Public buildings and non-residential developments, medium-to large-scale developments and industrial developments in Gozo’s urban areas will also have to adhere to the same provisions.

The materials and colours used in apertures and balconies on the street façade or any façade on a ridge edge development must fully integrate with the franka stone. Blank party walls shall be rendered and painted in stone colour.

To ensure the implementation of this approach the Planning Authority will include the type and colour of the building materials, apertures and balconies as a condition within the development permission.
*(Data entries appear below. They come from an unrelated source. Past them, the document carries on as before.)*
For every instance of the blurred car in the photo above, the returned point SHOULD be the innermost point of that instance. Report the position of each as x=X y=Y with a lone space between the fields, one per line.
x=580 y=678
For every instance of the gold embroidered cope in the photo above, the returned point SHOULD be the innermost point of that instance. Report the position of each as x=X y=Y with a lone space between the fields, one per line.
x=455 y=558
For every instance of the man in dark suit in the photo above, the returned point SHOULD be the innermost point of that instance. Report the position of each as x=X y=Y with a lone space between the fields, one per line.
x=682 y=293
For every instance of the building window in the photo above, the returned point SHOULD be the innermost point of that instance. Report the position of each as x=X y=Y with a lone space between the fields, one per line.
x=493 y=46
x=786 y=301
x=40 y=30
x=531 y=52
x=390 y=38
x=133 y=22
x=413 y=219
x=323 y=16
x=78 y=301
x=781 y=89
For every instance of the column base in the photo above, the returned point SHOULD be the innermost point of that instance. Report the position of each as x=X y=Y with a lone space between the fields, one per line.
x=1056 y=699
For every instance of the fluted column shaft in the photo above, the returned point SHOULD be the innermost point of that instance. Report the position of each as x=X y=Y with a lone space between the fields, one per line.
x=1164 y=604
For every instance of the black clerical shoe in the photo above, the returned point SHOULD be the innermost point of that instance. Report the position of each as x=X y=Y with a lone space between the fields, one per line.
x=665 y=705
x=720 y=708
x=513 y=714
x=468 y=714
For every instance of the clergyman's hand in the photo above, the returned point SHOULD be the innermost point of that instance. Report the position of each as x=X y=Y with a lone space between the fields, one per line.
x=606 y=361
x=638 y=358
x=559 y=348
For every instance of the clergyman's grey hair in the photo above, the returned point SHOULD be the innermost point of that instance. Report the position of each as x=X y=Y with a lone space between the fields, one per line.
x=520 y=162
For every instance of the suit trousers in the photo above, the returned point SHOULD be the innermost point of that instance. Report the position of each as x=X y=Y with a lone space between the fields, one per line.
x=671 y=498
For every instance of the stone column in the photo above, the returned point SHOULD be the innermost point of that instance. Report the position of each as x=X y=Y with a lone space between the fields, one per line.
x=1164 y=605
“The authority will move forward with this approach as it is evident that weathered franka stone is an important constant in the Gozitan architectural grammar and contributes positively even to long-distance views. In a skyline and scheme edge treatment context, this material, which is rich in colour and texture, helps to mellow the transition from the urban to the rural which occurs at the development zone boundary,” it said.

The PA’s plans have already drawn positive reactions from Gozitan tourism, business and civil society stakeholders.

The Gozo Tourism Association last Monday said news of the planned policy shift was “a breath of fresh air”, while the Gozo Business Chamber said it was happy to see Gozo being treated as a distinct region with its own needs, rather than as part of a ‘one-size-fits-all’ national strategy.